Medicines that interact with Femara may either decrease its effect, affect how long it works, increase side effects, or have less of an effect when taken with Femara. An interaction between two medications does not always mean that you must stop taking one of the medications; however, sometimes it does. Speak to your doctor about how drug interactions should be managed.

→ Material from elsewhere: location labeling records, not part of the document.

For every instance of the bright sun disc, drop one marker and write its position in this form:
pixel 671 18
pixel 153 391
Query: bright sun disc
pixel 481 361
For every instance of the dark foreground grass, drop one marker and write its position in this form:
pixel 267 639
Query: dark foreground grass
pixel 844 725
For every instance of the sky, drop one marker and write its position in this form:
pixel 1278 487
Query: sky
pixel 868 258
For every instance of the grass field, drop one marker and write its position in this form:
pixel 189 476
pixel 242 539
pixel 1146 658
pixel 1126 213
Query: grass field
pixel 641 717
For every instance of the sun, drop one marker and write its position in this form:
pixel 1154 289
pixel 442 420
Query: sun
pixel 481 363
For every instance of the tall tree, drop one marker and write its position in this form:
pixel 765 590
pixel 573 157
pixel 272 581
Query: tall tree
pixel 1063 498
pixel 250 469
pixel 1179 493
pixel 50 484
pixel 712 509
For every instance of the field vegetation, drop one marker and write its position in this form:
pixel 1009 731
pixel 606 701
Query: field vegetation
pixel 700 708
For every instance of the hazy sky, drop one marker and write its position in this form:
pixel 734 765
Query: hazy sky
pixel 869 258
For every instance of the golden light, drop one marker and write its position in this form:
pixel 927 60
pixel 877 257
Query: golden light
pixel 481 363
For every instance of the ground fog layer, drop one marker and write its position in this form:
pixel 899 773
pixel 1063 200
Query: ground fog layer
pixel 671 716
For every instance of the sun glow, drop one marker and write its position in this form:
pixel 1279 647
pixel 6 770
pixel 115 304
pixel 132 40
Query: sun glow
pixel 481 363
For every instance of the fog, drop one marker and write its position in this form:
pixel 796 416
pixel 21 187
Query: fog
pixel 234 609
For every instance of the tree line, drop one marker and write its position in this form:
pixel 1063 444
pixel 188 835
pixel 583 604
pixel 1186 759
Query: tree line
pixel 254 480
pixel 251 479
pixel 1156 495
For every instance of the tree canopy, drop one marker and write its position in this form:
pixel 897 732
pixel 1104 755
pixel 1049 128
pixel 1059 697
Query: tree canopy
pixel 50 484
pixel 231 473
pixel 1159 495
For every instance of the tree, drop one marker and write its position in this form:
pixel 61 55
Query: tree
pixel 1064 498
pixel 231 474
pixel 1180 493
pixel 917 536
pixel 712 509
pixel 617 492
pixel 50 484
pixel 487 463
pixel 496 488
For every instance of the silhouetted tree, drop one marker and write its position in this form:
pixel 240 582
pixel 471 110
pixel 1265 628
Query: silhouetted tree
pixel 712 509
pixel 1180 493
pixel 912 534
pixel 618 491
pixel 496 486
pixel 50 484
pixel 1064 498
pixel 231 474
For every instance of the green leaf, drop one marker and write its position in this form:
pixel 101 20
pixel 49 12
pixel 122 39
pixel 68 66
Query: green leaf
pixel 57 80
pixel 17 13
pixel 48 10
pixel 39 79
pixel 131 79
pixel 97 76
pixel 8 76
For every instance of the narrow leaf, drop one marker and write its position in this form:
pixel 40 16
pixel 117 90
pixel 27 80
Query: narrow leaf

Common medications that may interact with Femara include:

• antiandrogens, such as apalutamide
• aprepitant
• cannabidiol
• cimetidine
• citalopram
• clobazam
• clopidogrel
• dabrafenib
• echinacea
• HIV medications, such as darunavir, efavirenz
• hormones, such as estrone, ethinyl estradiol, or hydroxyprogesterone
• ivacaftor
• mifepristone
• oxcarbazepine
• St. John's Wort
• tacrolimus or sirolimus
• thalidomide
• tamoxifen
• warfarin.

Note that this list is not all-inclusive and includes only common medications that may interact with Femara. You should refer to the prescribing information for Femara for a complete list of interactions.